Martin Pool
mbp at samba.org
Thu May 30 11:08:15 EST 2002
On 29 May 2002, Dustin Mitchell <dustin at ywlcs.org> wrote: > And the cost will be zero, if AutoReload is turned off :-) Yes, that's the nice thing. > True, but there are valid reasons to want to test and develop such > opportunistic caching mechanisms (since anything opportunistic is by at least > a little bit nondeterministic, it probably needs the most testing). Yes. You can test them (without changing the code) perfectly well with this patch. If you're changing the caching code then by definition you need to restart one way or another. Indeed, having objects in memory where the same datastructure is modified by different versions of the code (with different bugs) sounds like a recipe for confusion. Suppose an earlier version of the cache code actually broke one of the data structure invariants on the cache -- you *want* to dump and reinitialize the thing. > BTW: I assume you're not implying that opportunistic caching is overly > fragile! It's a great technique!
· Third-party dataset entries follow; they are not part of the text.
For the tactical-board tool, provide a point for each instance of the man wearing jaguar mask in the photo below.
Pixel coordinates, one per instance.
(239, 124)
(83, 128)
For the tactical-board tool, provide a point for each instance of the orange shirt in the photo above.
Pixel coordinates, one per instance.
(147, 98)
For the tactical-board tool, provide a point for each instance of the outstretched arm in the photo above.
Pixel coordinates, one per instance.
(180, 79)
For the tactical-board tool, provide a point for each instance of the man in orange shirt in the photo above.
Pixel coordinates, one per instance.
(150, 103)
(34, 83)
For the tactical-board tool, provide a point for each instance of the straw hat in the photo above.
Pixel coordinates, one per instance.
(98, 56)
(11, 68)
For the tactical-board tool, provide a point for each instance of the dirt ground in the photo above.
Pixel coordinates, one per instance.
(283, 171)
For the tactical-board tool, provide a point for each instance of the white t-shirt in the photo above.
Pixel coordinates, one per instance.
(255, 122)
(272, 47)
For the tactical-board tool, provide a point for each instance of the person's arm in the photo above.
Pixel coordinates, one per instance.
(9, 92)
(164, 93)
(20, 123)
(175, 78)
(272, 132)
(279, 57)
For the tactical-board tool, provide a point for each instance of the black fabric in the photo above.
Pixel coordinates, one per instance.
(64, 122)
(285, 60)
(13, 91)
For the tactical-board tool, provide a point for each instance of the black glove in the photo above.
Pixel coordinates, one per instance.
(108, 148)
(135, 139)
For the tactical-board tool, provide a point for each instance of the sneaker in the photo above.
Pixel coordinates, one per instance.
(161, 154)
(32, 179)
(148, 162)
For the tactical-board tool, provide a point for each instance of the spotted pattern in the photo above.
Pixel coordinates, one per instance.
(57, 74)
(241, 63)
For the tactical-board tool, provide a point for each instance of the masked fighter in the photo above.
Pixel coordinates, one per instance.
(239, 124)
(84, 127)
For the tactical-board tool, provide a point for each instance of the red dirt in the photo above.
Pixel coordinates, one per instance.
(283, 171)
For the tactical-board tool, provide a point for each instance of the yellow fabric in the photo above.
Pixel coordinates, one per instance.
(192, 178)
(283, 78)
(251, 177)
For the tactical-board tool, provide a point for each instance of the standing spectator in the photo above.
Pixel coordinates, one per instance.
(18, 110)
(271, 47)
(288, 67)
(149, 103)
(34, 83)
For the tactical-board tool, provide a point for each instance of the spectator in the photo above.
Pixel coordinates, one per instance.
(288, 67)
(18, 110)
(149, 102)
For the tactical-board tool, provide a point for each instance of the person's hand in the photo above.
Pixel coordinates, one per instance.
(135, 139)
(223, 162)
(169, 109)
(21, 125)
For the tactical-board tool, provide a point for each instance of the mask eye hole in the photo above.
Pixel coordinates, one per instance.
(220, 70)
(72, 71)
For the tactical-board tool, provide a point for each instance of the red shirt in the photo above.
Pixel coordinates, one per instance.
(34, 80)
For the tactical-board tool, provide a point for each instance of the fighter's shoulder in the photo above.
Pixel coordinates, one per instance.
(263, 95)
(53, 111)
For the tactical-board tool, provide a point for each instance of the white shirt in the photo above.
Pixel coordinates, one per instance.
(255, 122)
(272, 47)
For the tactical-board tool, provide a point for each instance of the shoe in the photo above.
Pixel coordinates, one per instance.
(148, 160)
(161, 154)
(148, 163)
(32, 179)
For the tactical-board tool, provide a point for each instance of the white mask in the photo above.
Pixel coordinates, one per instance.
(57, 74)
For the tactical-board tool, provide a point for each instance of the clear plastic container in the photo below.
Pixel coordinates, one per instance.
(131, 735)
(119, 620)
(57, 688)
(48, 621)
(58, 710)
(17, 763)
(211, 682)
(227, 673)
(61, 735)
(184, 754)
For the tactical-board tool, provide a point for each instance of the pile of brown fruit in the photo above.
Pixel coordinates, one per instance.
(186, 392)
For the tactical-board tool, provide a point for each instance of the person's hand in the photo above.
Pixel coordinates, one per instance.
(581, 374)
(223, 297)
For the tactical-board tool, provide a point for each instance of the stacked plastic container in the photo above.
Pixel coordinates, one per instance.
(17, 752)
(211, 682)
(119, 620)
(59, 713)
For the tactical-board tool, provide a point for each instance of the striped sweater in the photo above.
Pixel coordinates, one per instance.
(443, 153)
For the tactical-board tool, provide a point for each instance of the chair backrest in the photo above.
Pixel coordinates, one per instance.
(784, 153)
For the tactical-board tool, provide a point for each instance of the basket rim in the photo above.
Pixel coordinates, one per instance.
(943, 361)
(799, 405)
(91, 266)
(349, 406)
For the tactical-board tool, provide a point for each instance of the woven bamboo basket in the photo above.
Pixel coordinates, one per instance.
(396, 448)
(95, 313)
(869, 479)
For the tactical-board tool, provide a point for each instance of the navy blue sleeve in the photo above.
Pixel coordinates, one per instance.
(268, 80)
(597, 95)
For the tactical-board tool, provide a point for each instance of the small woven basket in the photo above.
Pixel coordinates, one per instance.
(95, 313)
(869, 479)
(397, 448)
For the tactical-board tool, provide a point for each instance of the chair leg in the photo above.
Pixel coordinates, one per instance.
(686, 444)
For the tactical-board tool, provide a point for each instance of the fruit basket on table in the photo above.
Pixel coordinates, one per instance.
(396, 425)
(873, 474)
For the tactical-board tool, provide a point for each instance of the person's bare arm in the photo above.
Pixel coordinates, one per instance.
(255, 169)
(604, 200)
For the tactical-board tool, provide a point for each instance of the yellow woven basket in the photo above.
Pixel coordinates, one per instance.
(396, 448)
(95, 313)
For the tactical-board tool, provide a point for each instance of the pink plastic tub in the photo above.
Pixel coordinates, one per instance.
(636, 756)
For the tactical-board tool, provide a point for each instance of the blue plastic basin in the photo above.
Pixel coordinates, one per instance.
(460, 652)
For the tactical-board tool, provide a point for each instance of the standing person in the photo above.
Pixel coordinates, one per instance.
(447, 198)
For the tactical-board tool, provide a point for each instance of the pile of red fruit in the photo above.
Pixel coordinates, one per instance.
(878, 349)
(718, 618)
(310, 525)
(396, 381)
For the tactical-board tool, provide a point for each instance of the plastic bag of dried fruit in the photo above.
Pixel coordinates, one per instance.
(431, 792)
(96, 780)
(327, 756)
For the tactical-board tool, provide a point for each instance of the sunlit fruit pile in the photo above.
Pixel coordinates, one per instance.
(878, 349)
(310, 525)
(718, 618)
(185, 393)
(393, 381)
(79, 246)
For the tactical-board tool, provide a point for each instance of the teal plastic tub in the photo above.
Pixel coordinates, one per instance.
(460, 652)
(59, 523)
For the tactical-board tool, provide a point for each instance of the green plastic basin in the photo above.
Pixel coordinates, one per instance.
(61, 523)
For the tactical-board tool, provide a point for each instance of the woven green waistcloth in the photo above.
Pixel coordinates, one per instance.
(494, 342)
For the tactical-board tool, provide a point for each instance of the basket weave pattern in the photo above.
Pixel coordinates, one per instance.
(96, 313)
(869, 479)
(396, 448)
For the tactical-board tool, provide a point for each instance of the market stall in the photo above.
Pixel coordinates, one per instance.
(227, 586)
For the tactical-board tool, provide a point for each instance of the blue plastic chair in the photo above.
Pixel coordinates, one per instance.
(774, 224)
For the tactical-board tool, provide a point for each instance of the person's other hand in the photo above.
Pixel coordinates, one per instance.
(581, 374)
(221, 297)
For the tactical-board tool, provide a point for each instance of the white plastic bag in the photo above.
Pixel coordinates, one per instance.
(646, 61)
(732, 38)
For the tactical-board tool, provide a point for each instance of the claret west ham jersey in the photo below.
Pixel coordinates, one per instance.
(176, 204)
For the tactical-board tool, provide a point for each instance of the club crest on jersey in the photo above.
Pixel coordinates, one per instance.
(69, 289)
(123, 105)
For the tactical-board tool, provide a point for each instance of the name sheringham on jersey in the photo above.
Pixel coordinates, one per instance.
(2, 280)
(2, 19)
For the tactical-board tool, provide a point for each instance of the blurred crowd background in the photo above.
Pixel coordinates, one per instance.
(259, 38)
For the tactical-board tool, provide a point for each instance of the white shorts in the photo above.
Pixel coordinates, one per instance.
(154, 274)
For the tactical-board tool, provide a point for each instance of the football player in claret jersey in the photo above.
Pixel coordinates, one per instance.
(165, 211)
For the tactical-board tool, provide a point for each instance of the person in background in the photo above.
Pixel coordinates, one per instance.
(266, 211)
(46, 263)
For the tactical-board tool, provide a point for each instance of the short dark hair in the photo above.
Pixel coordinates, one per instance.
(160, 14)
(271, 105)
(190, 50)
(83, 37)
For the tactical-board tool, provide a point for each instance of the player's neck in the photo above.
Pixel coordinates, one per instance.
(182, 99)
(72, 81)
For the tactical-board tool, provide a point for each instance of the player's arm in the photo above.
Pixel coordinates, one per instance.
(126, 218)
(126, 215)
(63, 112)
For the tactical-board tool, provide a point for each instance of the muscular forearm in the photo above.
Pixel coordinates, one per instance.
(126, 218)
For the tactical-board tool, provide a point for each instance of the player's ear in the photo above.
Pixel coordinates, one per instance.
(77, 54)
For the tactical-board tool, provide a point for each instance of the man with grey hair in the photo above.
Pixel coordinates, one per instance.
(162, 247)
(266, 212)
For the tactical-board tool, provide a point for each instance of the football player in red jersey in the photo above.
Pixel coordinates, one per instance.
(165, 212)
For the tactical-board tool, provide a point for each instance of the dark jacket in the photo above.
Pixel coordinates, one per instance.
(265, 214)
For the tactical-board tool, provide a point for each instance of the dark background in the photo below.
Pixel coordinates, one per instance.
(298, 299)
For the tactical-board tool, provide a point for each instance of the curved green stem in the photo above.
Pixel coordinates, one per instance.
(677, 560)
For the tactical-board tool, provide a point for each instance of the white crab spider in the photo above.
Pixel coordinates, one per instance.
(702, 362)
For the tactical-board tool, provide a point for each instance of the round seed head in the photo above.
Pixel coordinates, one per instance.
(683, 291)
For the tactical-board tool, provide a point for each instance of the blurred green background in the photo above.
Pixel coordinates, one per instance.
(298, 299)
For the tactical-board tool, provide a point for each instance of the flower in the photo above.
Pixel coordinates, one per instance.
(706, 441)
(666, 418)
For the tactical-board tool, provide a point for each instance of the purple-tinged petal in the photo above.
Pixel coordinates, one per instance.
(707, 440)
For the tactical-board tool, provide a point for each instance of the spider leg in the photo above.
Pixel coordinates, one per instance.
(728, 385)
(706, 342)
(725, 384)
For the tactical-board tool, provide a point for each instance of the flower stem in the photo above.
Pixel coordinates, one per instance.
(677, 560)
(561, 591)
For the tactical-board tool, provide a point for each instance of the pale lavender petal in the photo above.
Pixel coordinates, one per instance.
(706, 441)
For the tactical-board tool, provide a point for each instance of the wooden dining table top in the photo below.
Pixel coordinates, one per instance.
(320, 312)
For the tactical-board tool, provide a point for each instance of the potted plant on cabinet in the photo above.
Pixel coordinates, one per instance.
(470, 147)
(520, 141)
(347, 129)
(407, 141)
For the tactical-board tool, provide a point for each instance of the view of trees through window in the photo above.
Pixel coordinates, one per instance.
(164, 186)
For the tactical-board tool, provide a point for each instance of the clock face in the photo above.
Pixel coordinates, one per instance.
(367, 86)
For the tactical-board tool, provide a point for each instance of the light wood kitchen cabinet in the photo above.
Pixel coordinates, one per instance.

Relying on not being reloaded, however, is > obviously stupid, since the Apache API *will* reload you :-) Yes, that's what I meant: it's only dumb if you *rely* on persistence, rather than just taking advantage of it when it happens. Indeed an important part of testing that kind of code would be to set MaxRequestsPerChild to a low number and make sure that it still works when it is always being flushed. -- Martin Every Python user scoffed at it once, saying significant whitespace is the past. -- Moshe Zadka (?)